Dolayısıyla hadislerin değerini ve mesajını anlamak için gerekli bilgiye sahip olmayan kişilerin, onları aleni şekilde tartışmaları sakıncalıdır. İlim ehli arasında müzakere olabilir; fakat bu müzakerelerin kamuya açık ve iddiasız bir üslupta olması gerekir.
---
Bazı Hadislerdeki Temsîlî Anlatımlar
Kur’ân’da olduğu gibi hadislerde de mecaz, teşbih ve temsîl kullanılır. Örneğin:
“Allah Âdem’i kendi sûretinde yarattı” hadisi, Allah’ın insana benzediği anlamına gelmez. Burada anlatılmak istenen, insandaki bazı özelliklerin Allah’ın sıfatlarını yansıtmasıdır. Ancak bu benzerlik sadece isimdedir, mahiyet yönüyle tamamen farklıdır.

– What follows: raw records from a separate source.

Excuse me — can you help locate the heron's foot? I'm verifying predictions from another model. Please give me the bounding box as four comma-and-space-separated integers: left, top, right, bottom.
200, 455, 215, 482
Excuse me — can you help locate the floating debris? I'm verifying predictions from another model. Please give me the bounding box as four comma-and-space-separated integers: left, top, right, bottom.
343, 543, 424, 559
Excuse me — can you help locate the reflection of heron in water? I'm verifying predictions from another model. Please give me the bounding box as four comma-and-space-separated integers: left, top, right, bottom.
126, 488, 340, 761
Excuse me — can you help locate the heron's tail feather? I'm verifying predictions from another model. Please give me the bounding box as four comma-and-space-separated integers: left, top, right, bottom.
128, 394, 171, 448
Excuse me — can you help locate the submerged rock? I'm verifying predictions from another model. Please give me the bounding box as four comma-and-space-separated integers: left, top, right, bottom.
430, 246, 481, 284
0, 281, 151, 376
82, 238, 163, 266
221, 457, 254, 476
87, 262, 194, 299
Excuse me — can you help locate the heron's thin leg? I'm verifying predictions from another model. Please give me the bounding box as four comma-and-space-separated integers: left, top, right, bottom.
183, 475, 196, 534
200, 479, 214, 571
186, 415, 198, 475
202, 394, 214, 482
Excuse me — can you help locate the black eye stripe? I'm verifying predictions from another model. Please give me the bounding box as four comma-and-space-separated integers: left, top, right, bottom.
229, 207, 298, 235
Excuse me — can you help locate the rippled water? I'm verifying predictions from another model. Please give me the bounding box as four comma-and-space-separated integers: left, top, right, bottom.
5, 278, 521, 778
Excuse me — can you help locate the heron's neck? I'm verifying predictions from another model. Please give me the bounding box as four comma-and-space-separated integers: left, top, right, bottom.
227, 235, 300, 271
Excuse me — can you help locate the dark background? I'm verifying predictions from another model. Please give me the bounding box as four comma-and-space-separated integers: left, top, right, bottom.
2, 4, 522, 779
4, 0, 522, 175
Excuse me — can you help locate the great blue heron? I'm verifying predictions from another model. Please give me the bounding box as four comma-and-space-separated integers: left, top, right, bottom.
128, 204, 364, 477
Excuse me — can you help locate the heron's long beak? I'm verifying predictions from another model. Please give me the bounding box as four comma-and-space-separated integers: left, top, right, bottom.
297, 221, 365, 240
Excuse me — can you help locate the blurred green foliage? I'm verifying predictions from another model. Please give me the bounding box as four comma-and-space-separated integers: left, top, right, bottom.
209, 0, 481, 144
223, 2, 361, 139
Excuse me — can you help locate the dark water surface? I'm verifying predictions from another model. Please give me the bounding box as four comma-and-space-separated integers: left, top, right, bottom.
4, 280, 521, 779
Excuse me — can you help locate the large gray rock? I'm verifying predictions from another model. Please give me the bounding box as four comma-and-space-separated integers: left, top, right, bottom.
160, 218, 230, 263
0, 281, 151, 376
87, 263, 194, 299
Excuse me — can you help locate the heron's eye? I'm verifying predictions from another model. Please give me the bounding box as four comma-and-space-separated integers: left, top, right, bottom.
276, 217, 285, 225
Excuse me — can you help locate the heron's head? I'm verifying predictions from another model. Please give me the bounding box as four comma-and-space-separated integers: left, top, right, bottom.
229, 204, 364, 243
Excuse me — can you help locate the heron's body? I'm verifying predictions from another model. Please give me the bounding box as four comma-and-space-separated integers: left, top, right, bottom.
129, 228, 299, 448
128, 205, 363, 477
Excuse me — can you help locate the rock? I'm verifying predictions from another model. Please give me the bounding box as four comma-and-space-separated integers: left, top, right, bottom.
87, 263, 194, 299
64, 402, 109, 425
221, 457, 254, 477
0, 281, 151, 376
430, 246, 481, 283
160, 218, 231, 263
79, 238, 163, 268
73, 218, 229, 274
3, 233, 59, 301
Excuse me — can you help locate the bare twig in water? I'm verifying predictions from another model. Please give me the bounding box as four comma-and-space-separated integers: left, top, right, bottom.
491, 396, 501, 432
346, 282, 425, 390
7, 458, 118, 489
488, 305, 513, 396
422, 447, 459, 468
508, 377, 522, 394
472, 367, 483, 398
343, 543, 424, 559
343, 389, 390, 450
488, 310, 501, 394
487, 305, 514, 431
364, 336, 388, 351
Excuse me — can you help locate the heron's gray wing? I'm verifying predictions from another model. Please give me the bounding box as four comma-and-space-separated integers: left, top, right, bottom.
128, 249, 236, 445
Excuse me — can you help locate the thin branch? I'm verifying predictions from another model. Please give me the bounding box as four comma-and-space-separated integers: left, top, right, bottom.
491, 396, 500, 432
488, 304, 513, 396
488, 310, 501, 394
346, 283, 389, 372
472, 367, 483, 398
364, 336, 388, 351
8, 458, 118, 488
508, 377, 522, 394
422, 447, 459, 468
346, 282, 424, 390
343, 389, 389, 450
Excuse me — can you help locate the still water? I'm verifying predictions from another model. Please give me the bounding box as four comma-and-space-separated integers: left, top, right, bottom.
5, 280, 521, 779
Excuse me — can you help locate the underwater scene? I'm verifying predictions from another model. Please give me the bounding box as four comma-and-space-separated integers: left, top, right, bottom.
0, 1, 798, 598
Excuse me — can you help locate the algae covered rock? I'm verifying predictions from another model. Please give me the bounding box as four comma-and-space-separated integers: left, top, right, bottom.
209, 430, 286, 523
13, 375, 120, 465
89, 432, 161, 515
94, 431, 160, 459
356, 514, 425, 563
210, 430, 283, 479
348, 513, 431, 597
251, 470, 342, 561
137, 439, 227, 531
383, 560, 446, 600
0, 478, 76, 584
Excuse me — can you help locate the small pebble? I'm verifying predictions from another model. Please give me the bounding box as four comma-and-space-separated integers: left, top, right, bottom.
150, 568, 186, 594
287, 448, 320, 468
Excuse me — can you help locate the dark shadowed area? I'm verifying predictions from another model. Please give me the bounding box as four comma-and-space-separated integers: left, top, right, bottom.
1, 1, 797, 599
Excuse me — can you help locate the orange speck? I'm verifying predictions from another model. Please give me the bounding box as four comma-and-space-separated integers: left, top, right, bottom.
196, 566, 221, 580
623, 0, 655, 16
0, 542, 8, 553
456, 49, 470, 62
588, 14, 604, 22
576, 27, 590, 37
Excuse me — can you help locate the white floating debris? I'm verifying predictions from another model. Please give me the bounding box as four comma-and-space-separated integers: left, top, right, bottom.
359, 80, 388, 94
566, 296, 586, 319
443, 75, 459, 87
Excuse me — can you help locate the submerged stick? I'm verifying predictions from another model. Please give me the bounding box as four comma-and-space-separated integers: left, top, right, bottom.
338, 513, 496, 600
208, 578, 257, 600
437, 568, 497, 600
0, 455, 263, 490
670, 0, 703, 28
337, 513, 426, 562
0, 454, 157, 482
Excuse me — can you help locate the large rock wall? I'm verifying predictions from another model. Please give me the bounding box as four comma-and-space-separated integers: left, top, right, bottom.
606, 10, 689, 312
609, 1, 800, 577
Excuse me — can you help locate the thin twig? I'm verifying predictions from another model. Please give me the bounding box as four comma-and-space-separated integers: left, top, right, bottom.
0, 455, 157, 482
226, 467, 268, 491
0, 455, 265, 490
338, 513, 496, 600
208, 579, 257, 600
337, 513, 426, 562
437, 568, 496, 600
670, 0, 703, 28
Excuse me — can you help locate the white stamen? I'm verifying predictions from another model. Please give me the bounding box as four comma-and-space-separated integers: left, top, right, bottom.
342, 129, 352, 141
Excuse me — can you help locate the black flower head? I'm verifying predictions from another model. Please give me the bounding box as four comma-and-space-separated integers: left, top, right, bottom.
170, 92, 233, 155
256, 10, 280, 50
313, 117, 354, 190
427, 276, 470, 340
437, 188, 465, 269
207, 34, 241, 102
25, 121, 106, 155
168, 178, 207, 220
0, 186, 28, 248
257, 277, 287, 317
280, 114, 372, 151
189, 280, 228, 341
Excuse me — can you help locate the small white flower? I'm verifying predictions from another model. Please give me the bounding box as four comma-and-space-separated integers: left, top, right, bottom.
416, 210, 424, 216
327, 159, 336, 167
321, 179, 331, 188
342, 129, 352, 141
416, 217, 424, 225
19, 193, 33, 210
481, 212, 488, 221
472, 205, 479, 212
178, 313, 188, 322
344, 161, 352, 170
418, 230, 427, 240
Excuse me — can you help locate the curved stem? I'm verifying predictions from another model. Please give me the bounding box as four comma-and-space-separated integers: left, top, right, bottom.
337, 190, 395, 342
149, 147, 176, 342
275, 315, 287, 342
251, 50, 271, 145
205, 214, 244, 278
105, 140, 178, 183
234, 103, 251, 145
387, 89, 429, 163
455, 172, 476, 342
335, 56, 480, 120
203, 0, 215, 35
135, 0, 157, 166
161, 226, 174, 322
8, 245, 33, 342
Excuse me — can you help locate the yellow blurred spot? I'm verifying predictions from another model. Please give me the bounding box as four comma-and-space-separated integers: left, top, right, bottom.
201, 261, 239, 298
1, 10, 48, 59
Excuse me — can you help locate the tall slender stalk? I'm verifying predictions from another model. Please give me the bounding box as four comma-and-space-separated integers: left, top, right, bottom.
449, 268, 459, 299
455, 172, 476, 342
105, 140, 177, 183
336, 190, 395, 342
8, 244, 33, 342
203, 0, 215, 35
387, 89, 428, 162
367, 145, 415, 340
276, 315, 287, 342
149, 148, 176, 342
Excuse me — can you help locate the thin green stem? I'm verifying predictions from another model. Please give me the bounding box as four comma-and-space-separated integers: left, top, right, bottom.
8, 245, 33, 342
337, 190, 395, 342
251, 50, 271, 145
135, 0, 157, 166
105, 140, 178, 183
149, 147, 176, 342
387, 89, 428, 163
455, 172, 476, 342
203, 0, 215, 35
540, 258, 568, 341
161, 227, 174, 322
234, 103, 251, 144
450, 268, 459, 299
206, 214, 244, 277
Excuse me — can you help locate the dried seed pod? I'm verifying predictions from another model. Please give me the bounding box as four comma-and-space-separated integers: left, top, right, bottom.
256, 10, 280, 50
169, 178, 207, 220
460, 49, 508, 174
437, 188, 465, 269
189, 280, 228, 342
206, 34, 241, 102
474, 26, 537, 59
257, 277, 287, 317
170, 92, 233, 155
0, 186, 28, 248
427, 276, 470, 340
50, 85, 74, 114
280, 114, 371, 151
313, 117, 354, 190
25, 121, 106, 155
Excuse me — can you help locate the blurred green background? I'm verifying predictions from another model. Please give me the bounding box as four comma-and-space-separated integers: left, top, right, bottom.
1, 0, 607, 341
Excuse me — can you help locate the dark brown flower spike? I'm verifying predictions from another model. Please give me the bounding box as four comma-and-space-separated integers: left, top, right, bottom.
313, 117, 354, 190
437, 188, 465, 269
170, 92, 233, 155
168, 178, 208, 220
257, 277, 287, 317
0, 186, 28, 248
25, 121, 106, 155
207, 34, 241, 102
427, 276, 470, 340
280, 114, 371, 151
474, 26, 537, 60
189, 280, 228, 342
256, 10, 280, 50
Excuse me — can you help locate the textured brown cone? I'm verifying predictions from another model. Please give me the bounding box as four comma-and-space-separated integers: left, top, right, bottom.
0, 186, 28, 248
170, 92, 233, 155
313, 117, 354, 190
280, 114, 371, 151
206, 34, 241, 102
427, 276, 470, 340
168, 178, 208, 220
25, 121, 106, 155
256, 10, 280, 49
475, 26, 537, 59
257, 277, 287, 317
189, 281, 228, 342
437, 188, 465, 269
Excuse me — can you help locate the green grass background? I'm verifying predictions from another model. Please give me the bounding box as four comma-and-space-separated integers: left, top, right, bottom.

“Kıyamet günü Allah ayak basar” şeklindeki ifadeler, mecazîdir. Allah’ın kudretiyle cehennemin dolması gibi manalar taşır.
“Kalpler Rahmân’ın iki parmağı arasındadır” ifadesi de insan kalbinin Allah’ın tasarrufunda olduğunu mecazî bir dille anlatır.
Bu örnekler, müteşabih hadislerin şekliyle değil, maksadıyla anlaşılması gerektiğini gösterir. Zira bu metinlerde geçen ifadeler, temsilîdir; teşbih ve mecaz sanatları içerir.
---
Netice Yerine
Dinî meselelerde derinlik, ihtiyat ve usûl bilgisi şarttır. Müteşabih hadisleri anlamak, onları anlamlandırmaya çalışmak herkesin harcı değildir. Bu tür rivayetlerin halk arasında münakaşaya açılması, imanî yapının sarsılmasına zemin hazırlar.
Bediüzzaman'ın ifadesiyle, ilim ehli bu hadisleri hikmetle açıklamalı; halkı ise şüpheye değil, teslimiyete yönlendirmelidir.
Unutmayalım: Dini meselelerde maksada, hikmete ve manaya bakılır; lafza ve şekle takılıp kalınmaz.